PROFESSOR Joseph Stiglitz, last year's winner of the Nobel Prize for Economics and former chief economist at the World Bank, will head a prestigious list of international experts at a conference UCT's School of Economics will host from March 25 to 27, 2002.
The conference, under the banner Development Issues in the New Economy, will be held at the Baxter Theatre Centre and is sponsored by the Rockefeller Foundation, Trade and Industrial Policy Strategies (TIPS) and the Secretariat of Institutional Support for Economic Research in Africa (SISERA).

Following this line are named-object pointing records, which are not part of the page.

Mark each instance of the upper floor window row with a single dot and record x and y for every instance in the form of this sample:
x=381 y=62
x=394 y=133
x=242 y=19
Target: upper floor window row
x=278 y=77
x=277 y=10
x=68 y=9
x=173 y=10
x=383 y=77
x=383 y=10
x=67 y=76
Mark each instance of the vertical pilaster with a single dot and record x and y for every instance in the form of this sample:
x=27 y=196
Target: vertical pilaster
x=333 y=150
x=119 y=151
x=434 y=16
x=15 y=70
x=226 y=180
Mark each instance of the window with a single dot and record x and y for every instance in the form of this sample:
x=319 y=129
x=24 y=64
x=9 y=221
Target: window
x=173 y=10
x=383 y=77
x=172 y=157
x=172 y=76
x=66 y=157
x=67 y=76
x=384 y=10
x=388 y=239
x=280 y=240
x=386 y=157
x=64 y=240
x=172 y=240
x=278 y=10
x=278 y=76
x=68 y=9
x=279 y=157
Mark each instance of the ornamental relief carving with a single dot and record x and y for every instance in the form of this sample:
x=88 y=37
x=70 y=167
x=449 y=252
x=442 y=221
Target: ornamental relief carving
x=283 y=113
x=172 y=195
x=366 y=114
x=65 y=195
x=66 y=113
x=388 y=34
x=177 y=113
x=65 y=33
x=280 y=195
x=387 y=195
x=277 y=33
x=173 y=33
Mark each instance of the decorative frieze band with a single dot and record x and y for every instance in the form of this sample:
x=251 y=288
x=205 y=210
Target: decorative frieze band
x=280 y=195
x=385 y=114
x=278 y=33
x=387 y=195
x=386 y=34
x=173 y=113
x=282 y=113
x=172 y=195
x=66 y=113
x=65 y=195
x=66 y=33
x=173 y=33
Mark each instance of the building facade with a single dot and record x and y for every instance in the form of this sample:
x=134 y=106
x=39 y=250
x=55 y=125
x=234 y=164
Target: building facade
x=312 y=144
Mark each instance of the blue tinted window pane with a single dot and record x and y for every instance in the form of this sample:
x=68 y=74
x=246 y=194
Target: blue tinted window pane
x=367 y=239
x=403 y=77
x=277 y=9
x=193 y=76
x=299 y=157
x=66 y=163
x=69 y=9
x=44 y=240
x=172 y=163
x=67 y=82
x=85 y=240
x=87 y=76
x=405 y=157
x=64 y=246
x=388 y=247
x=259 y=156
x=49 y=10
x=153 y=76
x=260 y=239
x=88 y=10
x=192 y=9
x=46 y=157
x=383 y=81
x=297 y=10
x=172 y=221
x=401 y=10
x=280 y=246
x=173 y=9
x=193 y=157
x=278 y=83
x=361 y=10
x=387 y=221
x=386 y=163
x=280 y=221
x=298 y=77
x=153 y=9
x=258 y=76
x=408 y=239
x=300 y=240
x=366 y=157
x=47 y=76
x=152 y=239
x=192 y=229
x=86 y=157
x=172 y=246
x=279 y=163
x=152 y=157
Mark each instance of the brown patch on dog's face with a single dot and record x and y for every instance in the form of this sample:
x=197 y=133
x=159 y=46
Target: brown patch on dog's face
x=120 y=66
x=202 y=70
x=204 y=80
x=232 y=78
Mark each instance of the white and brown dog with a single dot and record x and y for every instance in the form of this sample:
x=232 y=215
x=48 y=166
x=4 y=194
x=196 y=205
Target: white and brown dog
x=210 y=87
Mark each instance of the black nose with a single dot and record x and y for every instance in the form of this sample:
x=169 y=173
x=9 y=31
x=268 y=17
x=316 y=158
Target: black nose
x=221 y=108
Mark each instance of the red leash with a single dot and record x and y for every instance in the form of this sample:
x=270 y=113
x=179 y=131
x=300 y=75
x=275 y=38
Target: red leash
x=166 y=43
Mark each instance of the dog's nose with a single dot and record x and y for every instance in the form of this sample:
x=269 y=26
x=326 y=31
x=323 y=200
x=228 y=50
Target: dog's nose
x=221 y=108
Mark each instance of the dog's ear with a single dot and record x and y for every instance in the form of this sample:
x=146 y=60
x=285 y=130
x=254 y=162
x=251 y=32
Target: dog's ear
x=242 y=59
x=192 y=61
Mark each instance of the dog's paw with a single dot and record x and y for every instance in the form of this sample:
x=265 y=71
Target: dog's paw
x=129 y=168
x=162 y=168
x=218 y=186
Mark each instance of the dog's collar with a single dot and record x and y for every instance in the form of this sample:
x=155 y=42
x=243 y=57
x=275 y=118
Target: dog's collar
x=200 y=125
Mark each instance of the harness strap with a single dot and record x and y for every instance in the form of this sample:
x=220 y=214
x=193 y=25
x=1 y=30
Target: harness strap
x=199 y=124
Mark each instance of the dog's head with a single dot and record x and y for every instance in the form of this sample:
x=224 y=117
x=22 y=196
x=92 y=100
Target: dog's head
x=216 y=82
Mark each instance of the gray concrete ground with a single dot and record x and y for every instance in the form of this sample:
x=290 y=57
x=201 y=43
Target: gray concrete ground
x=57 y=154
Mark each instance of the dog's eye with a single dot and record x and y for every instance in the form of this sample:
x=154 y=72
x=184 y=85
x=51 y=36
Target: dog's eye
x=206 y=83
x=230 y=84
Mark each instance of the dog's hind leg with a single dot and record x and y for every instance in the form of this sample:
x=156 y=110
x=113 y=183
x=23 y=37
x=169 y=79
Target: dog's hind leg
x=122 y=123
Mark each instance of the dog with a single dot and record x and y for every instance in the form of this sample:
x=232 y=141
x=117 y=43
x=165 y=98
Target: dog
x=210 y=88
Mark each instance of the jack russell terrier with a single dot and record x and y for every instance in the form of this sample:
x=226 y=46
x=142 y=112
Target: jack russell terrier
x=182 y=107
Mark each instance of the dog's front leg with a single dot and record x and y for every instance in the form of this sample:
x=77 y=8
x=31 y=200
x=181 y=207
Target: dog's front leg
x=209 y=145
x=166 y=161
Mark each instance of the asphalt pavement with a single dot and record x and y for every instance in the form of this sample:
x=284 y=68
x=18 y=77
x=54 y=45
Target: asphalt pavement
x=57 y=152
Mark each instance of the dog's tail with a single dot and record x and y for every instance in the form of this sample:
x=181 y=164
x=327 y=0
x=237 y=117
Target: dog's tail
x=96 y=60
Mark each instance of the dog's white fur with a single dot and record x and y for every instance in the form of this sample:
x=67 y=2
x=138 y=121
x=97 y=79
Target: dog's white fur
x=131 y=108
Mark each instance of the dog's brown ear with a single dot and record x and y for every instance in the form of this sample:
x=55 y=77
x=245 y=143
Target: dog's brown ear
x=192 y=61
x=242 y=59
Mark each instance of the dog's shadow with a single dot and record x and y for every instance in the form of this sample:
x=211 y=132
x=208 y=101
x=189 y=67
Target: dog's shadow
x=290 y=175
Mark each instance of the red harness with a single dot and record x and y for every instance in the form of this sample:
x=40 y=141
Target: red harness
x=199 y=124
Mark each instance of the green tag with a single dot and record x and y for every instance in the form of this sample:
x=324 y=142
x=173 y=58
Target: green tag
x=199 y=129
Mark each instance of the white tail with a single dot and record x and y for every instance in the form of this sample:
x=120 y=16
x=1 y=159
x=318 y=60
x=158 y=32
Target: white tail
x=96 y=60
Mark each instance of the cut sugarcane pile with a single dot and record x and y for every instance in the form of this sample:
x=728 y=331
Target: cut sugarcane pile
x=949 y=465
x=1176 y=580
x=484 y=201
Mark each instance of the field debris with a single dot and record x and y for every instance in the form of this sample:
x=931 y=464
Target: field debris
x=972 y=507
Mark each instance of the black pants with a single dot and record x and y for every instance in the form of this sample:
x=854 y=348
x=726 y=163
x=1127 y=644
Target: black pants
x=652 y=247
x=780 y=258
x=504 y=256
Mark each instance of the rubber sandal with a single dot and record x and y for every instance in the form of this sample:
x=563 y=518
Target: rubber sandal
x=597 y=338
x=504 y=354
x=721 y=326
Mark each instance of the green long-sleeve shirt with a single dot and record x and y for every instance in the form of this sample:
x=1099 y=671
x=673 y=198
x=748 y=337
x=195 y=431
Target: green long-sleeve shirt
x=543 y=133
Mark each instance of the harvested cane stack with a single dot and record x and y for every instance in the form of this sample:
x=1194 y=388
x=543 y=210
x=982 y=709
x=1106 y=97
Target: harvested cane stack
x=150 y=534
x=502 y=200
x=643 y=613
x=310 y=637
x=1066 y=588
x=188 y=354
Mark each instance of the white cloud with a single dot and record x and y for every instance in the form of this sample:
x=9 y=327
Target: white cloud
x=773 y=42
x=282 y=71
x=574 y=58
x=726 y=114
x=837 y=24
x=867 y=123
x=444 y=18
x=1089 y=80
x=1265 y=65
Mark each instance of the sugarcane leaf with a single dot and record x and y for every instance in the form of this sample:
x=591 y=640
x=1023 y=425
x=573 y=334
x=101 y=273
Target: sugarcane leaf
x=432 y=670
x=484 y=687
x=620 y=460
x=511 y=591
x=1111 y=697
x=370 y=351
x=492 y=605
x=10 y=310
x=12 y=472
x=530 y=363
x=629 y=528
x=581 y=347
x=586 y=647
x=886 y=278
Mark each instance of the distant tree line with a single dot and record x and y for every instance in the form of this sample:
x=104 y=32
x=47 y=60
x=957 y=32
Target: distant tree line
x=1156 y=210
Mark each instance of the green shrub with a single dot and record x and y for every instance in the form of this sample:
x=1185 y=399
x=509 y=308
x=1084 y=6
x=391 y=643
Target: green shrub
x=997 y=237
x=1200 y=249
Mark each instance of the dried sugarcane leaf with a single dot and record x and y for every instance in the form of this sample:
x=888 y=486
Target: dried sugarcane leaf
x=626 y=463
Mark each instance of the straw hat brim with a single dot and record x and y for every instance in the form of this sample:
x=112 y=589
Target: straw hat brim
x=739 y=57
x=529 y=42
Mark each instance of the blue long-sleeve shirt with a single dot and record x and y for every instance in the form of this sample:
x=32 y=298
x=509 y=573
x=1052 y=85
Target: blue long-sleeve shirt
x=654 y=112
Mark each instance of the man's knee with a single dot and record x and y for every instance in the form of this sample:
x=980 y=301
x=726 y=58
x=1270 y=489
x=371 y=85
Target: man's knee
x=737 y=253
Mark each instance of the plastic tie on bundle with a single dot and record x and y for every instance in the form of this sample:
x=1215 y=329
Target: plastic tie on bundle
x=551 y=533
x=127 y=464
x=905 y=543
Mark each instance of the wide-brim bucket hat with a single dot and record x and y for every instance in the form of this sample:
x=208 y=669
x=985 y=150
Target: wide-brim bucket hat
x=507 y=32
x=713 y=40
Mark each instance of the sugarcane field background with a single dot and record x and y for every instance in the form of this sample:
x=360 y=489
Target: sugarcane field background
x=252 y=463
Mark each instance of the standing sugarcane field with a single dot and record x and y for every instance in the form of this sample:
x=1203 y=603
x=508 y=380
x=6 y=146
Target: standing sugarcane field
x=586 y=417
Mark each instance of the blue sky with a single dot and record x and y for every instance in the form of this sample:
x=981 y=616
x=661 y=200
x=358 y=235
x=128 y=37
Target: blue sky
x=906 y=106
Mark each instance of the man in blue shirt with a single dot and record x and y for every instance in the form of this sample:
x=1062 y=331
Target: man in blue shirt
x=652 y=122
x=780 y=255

Stiglitz, widely considered as a leading authority on economics in the US, is presently Professor of Economics at the University of Columbia. He formerly chaired Bill Clinton's Council of Economic Advisers and also served as senior vice-president at the World Bank. He received the Novel Prize for Economic Sciences for 2001 with two fellow American economists for their analyses of markets in which some participants have different information from others.
The conference will address crucial issues facing new economies, including finance and governance, political economy and economic issues related to policy ethics. "Economists once held the rosy view that rich and poor economies would eventually 'converge' as capital flowed to the riskier and more profitable investment opportunities in the developing world," said UCT's Professor Melvin Ayogu, co-convenor of the conference. "This optimistic scenario has not panned out and recent theoretical developments in development economics explain why. This naturally invites deep concern. We'd better get our policies right if natural tendencies in capital flows can no longer be counted on."
Over the three days, the distinguished academics and economic experts will identify developmental problems in new economies and seek innovative approaches to these. "I doubt that anyone attending the conference will afterwards feel the same way about Africa's future as they did coming in," said co-convenor, Professor Don Ross.
Other leading international speakers will include Professor Jean-Jacques Laffront, a former president of the European Economic Association, who will deliver an address on regulation, enforcement and development; Professor Robert H Bates from Harvard University; Professor Daniel Hausman from the University of Wisconsin-Madison; as well as South African academics such as UCT's Professor Nicoli Nattrass and Wits' Professor Charles Okeahalam, a renowned authority on banking and finance in South Africa.